While many of you have followed along for the past year as we have planned and prepared for our Trans Canada hike you likely realize that I don’t speak much about my family. I’ve always believed that it is the adventure, on the trail, in the kayak and the nature around each of us that is the essential part of message I wanted to present. However during this past holiday season as preparations have been made to sell the house, find homes for my pets, and as I have sold or donated my possessions, I have become increasingly nervous (excited yes, but also a little scared) of what is to come. When I visited with my family to celebrate the New Year I took the time to express my rising uncertainties about all that is to come in the proposed hike across Canada. While there was not much direct advice given to me, over the days which followed I was fortunate to begin hearing family stories which I have either never heard or, sadly never previously taken the time to listen to. It is my Grandmother’s story which impacted upon me the most and parts of which I wanted to share.

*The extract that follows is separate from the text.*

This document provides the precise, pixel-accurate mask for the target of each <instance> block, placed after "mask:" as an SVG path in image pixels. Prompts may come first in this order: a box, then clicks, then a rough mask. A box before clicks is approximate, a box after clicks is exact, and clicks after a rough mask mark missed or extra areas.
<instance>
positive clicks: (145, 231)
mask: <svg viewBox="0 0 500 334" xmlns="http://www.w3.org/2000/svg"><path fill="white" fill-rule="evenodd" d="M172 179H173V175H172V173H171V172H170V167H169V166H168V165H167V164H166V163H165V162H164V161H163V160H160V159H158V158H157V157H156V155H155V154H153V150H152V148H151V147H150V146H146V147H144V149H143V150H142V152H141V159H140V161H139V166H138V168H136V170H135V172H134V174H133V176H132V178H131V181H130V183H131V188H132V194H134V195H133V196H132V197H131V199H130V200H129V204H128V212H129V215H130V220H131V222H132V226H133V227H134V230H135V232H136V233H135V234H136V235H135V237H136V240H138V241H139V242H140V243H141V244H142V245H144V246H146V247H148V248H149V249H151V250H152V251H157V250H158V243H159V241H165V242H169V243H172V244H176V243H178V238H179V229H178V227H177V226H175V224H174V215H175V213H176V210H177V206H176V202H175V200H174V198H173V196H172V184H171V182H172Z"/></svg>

My Grandmother, Eva Pfeil, now a quiet unassuming lady who spends her days perpetually looking for a comfortable chair to relax in or who can be found reading, cooking or enjoying her tea in front of the fireplace, began to tell me the stories of her lifetime. As a result I not only came to know her in a way I would never have, but I also came to realize the amount of strength, personal endurance and perseverance she has at the core of her being.As a young lady, newly married and pregnant, my Grandmother, fled Poland and Europe to the American sector at the conclusion of the Second World War with only what she could carry to supply her. En route and without her husband she gave birth to my mother in a shelter amid an air raid. Scavenging for months she provided for herself and her daughter eventually surviving long enough to get to safety. Years later, supporting the career of her husband, an architect who moved around the world constantly between contracts and jobs she ensured her daughter saw the wonders of nature and grew up educated and happy. By the time she reached America she had travelled throughout Europe and the Middle East and had educated herself as an Industrial Designer as part of the Bauhaus movement.
As I close out this long posting of my thoughts for the day I wanted to once again thank my grandmother, Dr. Eva Pfeil – grandmother, mother, survivor, explorer, engineer, and professor at Auburn University – for inspiring me and showing me – even amid my own doubts - that with dedication anything is possible!